The storm was located about 430 miles (695 kilometers) south-southwest of Bermuda. It had winds of up to 115 miles per hour (185 kilometers per hour) and was moving north-northwest at 9 mph (15 kph).
Lee was expected to pass just west of Bermuda, prompting forecasters to issue a tropical storm warning for the island. Wind and heavy rainfall were expected to lash Bermuda starting late Wednesday or early Thursday, forecasters said.
Lee is then expected to grow in size and keep traveling north as it loses strength in cooler waters. It is expected to approach the coast of New England or Atlantic Canada on Friday and Saturday, and potentially make landfall in Nova Scotia, Canada, as a possible tropical storm.

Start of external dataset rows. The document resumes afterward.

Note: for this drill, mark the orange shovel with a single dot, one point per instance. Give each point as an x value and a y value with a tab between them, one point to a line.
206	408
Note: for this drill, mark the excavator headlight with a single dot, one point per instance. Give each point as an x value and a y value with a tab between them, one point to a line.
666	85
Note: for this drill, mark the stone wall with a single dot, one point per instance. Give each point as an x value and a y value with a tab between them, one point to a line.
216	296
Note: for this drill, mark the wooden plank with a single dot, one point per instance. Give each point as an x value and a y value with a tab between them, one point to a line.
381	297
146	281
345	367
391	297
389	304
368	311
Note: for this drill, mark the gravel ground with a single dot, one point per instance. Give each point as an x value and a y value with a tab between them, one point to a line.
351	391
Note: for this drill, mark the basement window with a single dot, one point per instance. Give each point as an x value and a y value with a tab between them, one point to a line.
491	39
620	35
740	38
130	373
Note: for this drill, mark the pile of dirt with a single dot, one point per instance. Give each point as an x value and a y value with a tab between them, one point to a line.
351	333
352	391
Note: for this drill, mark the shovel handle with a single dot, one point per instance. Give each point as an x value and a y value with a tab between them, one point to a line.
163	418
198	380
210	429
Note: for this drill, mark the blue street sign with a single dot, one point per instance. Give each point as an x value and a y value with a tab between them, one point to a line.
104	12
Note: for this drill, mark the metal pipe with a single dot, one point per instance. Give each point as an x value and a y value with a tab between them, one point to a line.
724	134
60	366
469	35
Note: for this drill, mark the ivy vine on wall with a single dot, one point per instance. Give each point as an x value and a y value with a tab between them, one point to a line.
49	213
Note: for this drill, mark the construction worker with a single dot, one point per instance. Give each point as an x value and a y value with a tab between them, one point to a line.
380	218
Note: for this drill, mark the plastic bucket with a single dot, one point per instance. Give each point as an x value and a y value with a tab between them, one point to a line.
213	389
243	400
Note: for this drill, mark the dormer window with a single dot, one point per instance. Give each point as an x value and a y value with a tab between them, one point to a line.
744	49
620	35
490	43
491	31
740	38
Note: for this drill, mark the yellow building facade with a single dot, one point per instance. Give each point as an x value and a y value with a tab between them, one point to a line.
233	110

“Slow weakening is forecast during the next few days, however Lee is likely to remain a large and dangerous hurricane into the weekend,” the National Hurricane Center said. “Lee’s expected post-tropical transition will not diminish potential wind, rain and coastal flooding impacts in New England and Atlantic Canada due to the system’s broad wind field.”
Hurricane-force winds extend up to 115 miles (185 kilometers) from Lee’s center, and tropical-storm-force winds extend up to 240 miles (390 kilometers), the center reported.
Forecasters warned of dangerous surf and rip currents in Lesser Antilles, the British and U.S. Virgin Islands, Puerto Rico, Hispaniola, the Turks and Caicos Islands, the Bahamas, Bermuda and parts of the U.S. southeast coast. The conditions were expected to spread to the U.S. East Coast and Atlantic Canada in upcoming days.
Meanwhile, Hurricane Margot was spinning through open Atlantic waters on Wednesday. It was located 790 miles (1,270 kilometers) west-southwest of the Azores and had maximum sustained winds of 85 miles (140 kilometers). It was moving north at 12 mph (19 kph) and is expected to remain over open waters.
It is the 13th named storm of the Atlantic hurricane seasons and the fifth hurricane to form. The season runs from June 1 to Nov. 30 and peaked on Sunday.
The National Oceanic and Atmospheric Administration has forecast 14 to 21 named storms this season. Six to 11 of those are expected to strengthen into hurricane, and of those, two to five could develop into Category 3 storms or higher.